Bollinger Bands are a popular technical analysis tool used to identify potential buy and sell signals. Here’s a step-by-step guide on how to use them for trading:

### Understanding Bollinger Bands

Bollinger Bands consist of three lines:

1. **Middle Band**: A simple moving average (SMA), usually set to 20 periods.

2. **Upper Band**: The middle band plus two standard deviations.

3. **Lower Band**: The middle band minus two standard deviations.

### Key Concepts

1. **Volatility Indicator**: Bollinger Bands expand when volatility increases and contract when volatility decreases.

2. **Mean Reversion**: Prices tend to revert to the mean (middle band).

### Trading Strategies Using Bollinger Bands

#### 1. Bollinger Band Squeeze

- **Concept**: When the bands contract, it indicates low volatility and potential for a sharp price move.

- **Action**:

- Wait for the bands to squeeze.

- Enter a trade in the direction of the breakout (upward for bullish, downward for bearish).

2. Bollinger Band Bounce

- **Concept**: Prices tend to bounce within the bands.

- **Action**:

- Buy when the price touches the lower band.

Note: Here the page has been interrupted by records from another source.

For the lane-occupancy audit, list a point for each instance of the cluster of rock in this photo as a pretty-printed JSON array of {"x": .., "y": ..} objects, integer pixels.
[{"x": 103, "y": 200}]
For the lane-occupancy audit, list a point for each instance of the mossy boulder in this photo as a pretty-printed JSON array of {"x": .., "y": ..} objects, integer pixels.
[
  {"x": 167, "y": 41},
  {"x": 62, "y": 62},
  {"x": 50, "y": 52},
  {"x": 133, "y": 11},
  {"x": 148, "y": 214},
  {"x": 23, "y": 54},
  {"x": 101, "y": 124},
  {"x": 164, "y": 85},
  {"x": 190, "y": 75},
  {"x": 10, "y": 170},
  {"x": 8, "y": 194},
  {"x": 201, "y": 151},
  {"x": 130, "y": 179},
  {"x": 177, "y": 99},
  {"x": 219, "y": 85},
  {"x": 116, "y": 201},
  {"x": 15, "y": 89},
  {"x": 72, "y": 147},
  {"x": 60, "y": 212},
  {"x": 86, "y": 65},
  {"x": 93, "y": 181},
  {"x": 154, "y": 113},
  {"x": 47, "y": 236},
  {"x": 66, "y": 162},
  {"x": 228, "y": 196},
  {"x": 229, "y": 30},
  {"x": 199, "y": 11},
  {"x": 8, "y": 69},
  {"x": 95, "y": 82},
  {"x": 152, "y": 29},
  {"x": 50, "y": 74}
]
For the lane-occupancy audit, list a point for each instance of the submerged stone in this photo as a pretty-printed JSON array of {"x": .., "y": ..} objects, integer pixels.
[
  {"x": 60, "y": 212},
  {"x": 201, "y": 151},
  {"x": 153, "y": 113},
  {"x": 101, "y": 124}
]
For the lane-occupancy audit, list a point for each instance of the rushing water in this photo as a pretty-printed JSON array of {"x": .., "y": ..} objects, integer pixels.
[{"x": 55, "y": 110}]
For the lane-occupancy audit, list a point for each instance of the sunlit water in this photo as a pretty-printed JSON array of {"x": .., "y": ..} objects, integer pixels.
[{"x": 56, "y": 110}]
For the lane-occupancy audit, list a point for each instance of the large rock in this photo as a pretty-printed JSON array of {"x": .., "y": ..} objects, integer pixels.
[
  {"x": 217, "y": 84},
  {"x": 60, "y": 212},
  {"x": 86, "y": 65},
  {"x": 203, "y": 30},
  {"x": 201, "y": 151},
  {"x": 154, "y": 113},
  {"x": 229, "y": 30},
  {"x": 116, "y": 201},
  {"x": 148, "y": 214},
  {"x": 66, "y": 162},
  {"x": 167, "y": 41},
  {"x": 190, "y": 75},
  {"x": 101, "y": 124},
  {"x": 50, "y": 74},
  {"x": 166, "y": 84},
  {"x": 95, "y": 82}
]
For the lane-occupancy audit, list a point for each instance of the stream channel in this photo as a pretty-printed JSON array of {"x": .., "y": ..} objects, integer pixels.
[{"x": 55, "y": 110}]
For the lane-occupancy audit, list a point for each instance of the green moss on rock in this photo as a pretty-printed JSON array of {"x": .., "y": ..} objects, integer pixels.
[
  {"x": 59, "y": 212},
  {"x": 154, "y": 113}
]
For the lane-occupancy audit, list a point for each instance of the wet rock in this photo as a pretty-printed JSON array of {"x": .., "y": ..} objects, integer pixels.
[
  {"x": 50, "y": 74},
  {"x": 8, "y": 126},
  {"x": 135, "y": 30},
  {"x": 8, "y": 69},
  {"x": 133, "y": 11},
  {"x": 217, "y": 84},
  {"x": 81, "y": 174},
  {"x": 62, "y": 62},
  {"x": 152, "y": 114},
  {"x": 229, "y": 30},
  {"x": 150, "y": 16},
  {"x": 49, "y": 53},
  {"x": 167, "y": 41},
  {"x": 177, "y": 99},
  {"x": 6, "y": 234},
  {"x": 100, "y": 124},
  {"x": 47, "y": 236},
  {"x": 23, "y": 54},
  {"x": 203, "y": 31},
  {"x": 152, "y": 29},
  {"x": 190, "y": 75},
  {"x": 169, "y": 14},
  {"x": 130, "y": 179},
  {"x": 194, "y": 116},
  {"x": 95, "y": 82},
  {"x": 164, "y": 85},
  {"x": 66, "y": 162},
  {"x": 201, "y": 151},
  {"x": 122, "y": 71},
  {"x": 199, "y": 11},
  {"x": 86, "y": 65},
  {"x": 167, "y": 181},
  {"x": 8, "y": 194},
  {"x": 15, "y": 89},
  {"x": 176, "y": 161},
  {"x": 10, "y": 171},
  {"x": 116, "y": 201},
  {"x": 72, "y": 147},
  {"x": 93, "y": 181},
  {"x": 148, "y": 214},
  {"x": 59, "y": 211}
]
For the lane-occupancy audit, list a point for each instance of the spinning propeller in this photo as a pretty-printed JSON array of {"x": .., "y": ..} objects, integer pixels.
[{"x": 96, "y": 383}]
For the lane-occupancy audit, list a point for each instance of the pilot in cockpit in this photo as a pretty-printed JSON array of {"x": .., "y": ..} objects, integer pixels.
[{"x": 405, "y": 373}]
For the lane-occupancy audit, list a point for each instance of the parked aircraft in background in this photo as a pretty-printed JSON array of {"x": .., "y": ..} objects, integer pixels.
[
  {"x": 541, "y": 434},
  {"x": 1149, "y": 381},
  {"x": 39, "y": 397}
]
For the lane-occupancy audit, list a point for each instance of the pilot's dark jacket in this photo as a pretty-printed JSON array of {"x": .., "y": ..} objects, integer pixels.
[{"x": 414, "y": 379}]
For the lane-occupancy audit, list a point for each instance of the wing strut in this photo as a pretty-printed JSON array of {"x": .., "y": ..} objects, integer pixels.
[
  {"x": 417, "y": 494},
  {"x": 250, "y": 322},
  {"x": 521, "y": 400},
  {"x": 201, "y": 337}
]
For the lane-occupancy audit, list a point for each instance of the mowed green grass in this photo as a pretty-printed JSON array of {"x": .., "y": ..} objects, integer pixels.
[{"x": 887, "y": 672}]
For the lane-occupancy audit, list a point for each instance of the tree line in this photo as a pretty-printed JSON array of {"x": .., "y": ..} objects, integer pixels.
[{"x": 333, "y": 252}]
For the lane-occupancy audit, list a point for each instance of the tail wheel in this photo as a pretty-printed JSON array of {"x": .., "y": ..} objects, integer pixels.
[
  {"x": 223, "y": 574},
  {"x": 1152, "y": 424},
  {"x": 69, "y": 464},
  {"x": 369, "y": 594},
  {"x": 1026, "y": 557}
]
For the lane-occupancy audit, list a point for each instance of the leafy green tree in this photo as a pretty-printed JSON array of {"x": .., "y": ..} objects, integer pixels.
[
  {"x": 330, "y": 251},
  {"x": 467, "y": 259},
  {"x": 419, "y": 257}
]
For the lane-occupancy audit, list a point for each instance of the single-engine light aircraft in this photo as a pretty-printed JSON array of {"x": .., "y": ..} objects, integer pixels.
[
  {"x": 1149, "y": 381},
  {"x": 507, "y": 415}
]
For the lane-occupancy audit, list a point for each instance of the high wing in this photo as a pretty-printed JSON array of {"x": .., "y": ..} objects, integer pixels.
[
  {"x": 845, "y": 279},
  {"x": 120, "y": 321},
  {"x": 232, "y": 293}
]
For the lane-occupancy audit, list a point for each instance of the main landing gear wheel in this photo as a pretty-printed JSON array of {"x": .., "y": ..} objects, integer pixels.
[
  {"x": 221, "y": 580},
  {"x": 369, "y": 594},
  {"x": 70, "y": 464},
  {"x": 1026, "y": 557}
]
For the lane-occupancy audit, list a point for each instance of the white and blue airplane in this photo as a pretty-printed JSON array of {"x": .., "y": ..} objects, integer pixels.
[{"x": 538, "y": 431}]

- Sell when the price touches the upper band.

- Confirm with other indicators (e.g., RSI) to avoid false signals.

3. Bollinger Band Breakout

- **Concept**: A breakout occurs when the price moves outside the bands, indicating strong momentum.

- **Action**:

- Buy when the price closes above the upper band.

- Sell when the price closes below the lower band.

- Ensure the breakout is not a false signal by looking for confirmation (e.g., volume increase).

Additional Tips

- **Use in conjunction with other indicators**: Confirm signals with Relative Strength Index (RSI), Moving Average Convergence Divergence (MACD), or volume analysis.

- **Adjust settings**: The default settings are 20 periods and ±2 standard deviations. Adjust these based on the asset’s volatility.

- **Backtesting**: Test strategies on historical data to refine entry and exit rules.